Allen Institute for Brain Science, Seattle, Washington, 98103, USA.
Department of Clinical Sciences, University of Texas Southwestern Medical Center, 5323 Harry Hines Blvd, Dallas, TX, USA.
BMC Bioinformatics. 2017 Dec 21;18(Suppl 17):559. doi: 10.1186/s12859-017-1977-1.
A fundamental characteristic of multicellular organisms is the specialization of functional cell types through the process of differentiation. These specialized cell types not only characterize the normal functioning of different organs and tissues, they can also be used as cellular biomarkers of a variety of different disease states and therapeutic/vaccine responses. In order to serve as a reference for cell type representation, the Cell Ontology has been developed to provide a standard nomenclature of defined cell types for comparative analysis and biomarker discovery. Historically, these cell types have been defined based on unique cellular shapes and structures, anatomic locations, and marker protein expression. However, we are now experiencing a revolution in cellular characterization resulting from the application of new high-throughput, high-content cytometry and sequencing technologies. The resulting explosion in the number of distinct cell types being identified is challenging the current paradigm for cell type definition in the Cell Ontology.

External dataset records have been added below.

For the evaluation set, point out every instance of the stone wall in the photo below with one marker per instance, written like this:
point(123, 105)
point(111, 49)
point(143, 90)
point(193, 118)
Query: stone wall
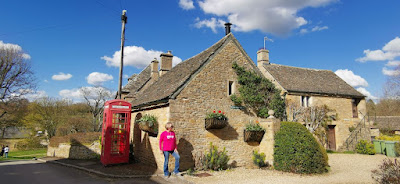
point(342, 106)
point(83, 151)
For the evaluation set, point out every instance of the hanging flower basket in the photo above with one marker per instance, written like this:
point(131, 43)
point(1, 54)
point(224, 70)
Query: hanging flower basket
point(215, 120)
point(148, 123)
point(253, 135)
point(148, 126)
point(215, 124)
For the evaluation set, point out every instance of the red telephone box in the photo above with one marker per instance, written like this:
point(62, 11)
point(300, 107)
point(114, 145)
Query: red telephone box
point(115, 134)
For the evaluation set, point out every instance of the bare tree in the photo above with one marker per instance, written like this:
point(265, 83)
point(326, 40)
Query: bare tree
point(95, 98)
point(16, 109)
point(47, 114)
point(16, 76)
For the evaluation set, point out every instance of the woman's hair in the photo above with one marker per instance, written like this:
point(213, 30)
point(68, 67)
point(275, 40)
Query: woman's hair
point(168, 125)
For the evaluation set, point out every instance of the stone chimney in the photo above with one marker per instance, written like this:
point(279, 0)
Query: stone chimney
point(166, 62)
point(227, 28)
point(262, 57)
point(154, 69)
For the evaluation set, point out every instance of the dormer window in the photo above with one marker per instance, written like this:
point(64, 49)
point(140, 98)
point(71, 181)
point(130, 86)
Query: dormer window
point(354, 104)
point(305, 101)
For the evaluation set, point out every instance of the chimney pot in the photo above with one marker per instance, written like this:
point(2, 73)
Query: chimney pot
point(166, 62)
point(227, 28)
point(262, 57)
point(154, 69)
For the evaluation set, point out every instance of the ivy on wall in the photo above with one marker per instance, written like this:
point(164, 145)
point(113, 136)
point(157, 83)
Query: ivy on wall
point(258, 93)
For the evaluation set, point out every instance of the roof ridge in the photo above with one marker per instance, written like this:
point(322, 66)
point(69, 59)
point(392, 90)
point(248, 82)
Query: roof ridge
point(300, 67)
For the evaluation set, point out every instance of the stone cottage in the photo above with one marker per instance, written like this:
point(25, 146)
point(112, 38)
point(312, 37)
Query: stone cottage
point(184, 94)
point(304, 87)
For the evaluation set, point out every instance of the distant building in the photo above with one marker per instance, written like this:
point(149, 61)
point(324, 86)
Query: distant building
point(306, 87)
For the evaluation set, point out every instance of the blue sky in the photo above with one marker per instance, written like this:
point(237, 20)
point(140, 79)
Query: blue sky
point(74, 44)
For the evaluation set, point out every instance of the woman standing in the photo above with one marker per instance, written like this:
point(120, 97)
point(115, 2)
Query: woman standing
point(168, 146)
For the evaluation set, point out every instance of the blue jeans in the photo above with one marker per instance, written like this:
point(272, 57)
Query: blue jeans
point(166, 159)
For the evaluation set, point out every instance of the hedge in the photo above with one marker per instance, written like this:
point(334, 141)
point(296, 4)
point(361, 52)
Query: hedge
point(297, 151)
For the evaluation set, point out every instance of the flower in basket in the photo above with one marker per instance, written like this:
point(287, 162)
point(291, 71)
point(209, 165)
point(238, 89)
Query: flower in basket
point(216, 115)
point(254, 127)
point(148, 123)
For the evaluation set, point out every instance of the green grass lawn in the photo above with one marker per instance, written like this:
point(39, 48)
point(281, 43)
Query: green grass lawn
point(26, 154)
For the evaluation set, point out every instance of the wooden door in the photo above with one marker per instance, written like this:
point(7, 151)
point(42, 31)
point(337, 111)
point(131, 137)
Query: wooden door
point(331, 137)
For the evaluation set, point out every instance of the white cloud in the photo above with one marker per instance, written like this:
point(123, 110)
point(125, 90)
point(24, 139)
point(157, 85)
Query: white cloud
point(213, 24)
point(367, 93)
point(32, 95)
point(186, 4)
point(314, 29)
point(351, 78)
point(270, 16)
point(61, 76)
point(389, 72)
point(390, 51)
point(16, 47)
point(303, 31)
point(97, 78)
point(70, 94)
point(137, 57)
point(393, 63)
point(318, 28)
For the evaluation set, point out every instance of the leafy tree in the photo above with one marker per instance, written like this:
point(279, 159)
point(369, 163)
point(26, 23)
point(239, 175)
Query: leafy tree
point(258, 93)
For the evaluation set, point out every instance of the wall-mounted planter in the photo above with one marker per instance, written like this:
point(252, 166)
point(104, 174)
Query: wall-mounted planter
point(253, 136)
point(150, 127)
point(237, 107)
point(215, 124)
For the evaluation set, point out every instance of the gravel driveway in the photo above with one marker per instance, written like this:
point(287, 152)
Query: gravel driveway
point(345, 168)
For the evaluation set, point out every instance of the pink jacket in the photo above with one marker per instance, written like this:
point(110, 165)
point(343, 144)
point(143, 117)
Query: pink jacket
point(167, 141)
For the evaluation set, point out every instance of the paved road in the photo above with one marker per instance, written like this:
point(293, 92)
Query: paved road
point(31, 171)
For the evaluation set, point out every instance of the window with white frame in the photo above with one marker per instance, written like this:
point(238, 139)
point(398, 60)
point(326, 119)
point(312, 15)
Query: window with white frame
point(305, 101)
point(231, 88)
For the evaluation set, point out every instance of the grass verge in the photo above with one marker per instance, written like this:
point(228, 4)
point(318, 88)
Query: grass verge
point(25, 154)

In this paper, we provide examples of state-of-the-art cellular biomarker characterization using high-content cytometry and single cell RNA sequencing, and present strategies for standardized cell type representations based on the data outputs from these cutting-edge technologies, including "context annotations" in the form of standardized experiment metadata about the specimen source analyzed and marker genes that serve as the most useful features in machine learning-based cell type classification models. We also propose a statistical strategy for comparing new experiment data to these standardized cell type representations.
The advent of high-throughput/high-content single cell technologies is leading to an explosion in the number of distinct cell types being identified. It will be critical for the bioinformatics community to develop and adopt data standard conventions that will be compatible with these new technologies and support the data representation needs of the research community. The proposals enumerated here will serve as a useful starting point to address these challenges.
多细胞生物的一个基本特征是通过分化过程来专门化功能细胞类型。这些特化的细胞类型不仅是不同器官和组织正常功能的特征,也可以作为各种不同疾病状态和治疗/疫苗反应的细胞生物标志物。为了作为细胞类型表示的参考,细胞本体论已经被开发出来,为比较分析和生物标志物发现提供了定义细胞类型的标准命名法。从历史上看,这些细胞类型是根据独特的细胞形状和结构、解剖位置和标记蛋白表达来定义的。然而,我们现在正经历着细胞特征描述的革命,这是由于应用了新的高通量、高内涵细胞术和测序技术。被识别的不同细胞类型数量的爆炸式增长,正在挑战细胞本体论中当前的细胞类型定义范式。
在本文中,我们提供了使用高内涵细胞术和单细胞 RNA 测序进行最新细胞生物标志物特征描述的示例,并提出了基于这些前沿技术的数据输出进行标准化细胞类型表示的策略,包括分析标本来源的标准化实验元数据形式的“上下文注释”,以及作为基于机器学习的细胞类型分类模型中最有用特征的标记基因。我们还提出了一种将新实验数据与这些标准化细胞类型表示进行比较的统计策略。
高通量/高内涵单细胞技术的出现正在导致被识别的不同细胞类型数量的爆炸式增长。对于生物信息学社区来说,开发和采用与这些新技术兼容并支持研究社区数据表示需求的数据标准约定将是至关重要的。这里列举的建议将是解决这些挑战的一个有用起点。